Ireland has been granted an enhanced role in how the Brexit agreement will be implemented, according to draft documents seen by RTÉ News.

The documents set out how the Joint Committee, and specialised sub-committees, will put into effect all of the elements of the Withdrawal Agreement, which is now expected to be ratified by both sides following the decisive Conservative victory in the UK elections.

The Joint Committee will manage how the deal will be put into effect, with the European Commission taking a lead role for the EU, and British ministers representing the UK side.

However, Ireland, Spain and Cyprus will enjoy an enhanced involvement in the implementation of the special provisions that govern the key issues all three member states pursued in the negotiations; namely the Irish border, Gibraltar, and the status of the British miltary base in Cyprus.

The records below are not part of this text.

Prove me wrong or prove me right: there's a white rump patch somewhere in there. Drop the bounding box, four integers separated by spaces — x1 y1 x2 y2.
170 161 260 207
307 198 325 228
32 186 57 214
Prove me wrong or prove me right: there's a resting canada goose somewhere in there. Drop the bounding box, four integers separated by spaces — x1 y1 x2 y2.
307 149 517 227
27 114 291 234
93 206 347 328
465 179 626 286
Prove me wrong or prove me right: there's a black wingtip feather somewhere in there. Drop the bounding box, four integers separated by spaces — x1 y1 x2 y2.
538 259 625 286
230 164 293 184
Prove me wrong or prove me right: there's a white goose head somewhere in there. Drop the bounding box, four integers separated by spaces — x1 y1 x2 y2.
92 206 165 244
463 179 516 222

In a draft statement by the European Council and Commission seen by RTÉ News, both institutions have agreed that "the Commission will respond positively to any request from Ireland, the Republic of Cyprus or the Kingdom of Spain ... in relation to the meetings of the specialised committees".

It is understood that the move was approved by both the Commission and Council, following lobbying from Dublin.

The development means that Ireland will be closely involved in the implementation of the protocol, which will effectively bring about a customs and regulatory border on the Irish Sea.

The specialised committee that will implement the protocol on Ireland will have to work out, among other things, which goods crossing from Great Britain to Northern Ireland will be exempt from tariffs, and how regulatory controls should be managed.